Un viernes a la noche mis tíos se fueron al casino de Mar del Plata y se quedaron a dormir allá para no tener que volver a la madrugada. Julia estaba exaltadísima porque era su oportunidad para pasar la noche con ese chico y nos pidió que le dejáramos la casa rodante porque no tenían otro lugar para estar solos. Andrea la ayudó a ordenar y le prestó un cassette de lentos que había grabado de la radio. Después me preguntó si alguna vez había pasado la noche en la playa. Le dije que no, me dijo que ella tampoco, que iba a ser la primera vez.

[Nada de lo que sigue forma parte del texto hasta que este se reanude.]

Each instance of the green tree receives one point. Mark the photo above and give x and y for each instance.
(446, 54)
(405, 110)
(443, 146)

Dejamos a Julia en el camping muy nerviosa y muy perfumada, pasamos por un almacén, compramos cerveza, queso, maní salado y nos fuimos para la playa. Andrea había llevado su bolsa de dormir. Hicimos un fuego chiquito con ramas y piñas que habíamos juntado en el camino y nos quedamos charlando y mirando las estrellas como en una publicidad de chocolate. Después Andrea sacó una bolsita con marihuana de la mochila y papel para armar. Me preguntó si alguna vez había fumado porro, pero con un tono de pregunta retórica, como dando por hecho que iba a contestarle que no. Le dije que sí, que había probado el verano pasado con Julia. Enseguida me arrepentí, pensé que quizás ella quería enseñarme, quería sentir que con ella lo hacía por primera vez. Sacó una revista de la mochila y la apoyó sobre las piernas, puso encima una seda y la rodeo con el brazo para que no se volara, aunque no era una noche de mucho viento. Después metió la mano en la bolsita, agarró un poco de hierba y la esparció sobre el papel, como si estuviera condimentando con hebras de azafrán. Pasó la lengua por uno de los bordes, el fuego se reflejaba naranja en la saliva y en los labios. Fumamos en silencio y después nos tiramos sobre la bolsa dormir. Prendió el walkman y me pasó los auriculares, una voz dulce de mujer cantaba un tema que nunca había escuchado. Sin decir nada Andrea se desabrochó la campera de jean, abajo tenía una musculosa de algodón muy escotada y no tenía corpiño. La luz ambarina del fogón hacía que se le notaran los pezones duros por debajo de la remera. El pelo y la piel tenían un brillo como de almíbar. Se apoyó sobre mi y sentí las tetas blanditas sobre las mías a través de la ropa. Me pasó la lengua por los labios, después me la metió en la boca y nos dimos un beso largo. Al principio me sentí muy rara y se me cruzaban imágenes que me distraían y me alejaban de ese momento. Pensé en la mousse de chocolate que comía cuando era chica, suave como espuma negra, y casi podía sentir como se me deshacían las burbujas de aire contra el paladar. Pero estaba muy excitada y enseguida se me borraron todos los pensamientos de la cabeza. Yo imitaba los besos y las caricias como un espejo vivo. Cerré los ojos y pude oler el mar.